Servo has a long history in the railroad industry as one of the premiere producers of hot box detectors. Founded in 1946, their
themal sensing technology quickly proved valuable to railroads for detecting hot boxes.
Most of Servo's defect detector models were not of the talker variety. Models such as the 7621, 7707, & 8808 simply printed results remotely at a tower, dispatch office, or elsewhere - any defects found would be relayed by radio to the train crew. In the case of Conrail, Servo's units were so predominate that the clerks whose job it was to check print-outs for defects were known as Servo Clerks.

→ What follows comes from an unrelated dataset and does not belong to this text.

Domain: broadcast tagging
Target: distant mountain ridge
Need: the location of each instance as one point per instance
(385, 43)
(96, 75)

In 1994, Servo Corporation sold their Transportation Division, comprised of their defect detector line, to Harmon Industries.
A predecessor to the far more common Servo 9000, the Servo 8909 had a much more robotic sound. Aside from the N&W/NS Trackside Analyzers, most did not last particularly long in the field. Common users include Canadian Pacific, Kansas City Southern, Norfolk & Western, and Norfolk Southern.
Introduced in the mid 1980s, this was by far Servo's most popular talker model prior to the product line's acquisition by Harmon Industries. Production of the Servo 9000 ended in December 2002. Common users include Canadian Pacific, Chessie System, Conrail, P&LE, Santa Fe, & Southern Pacific.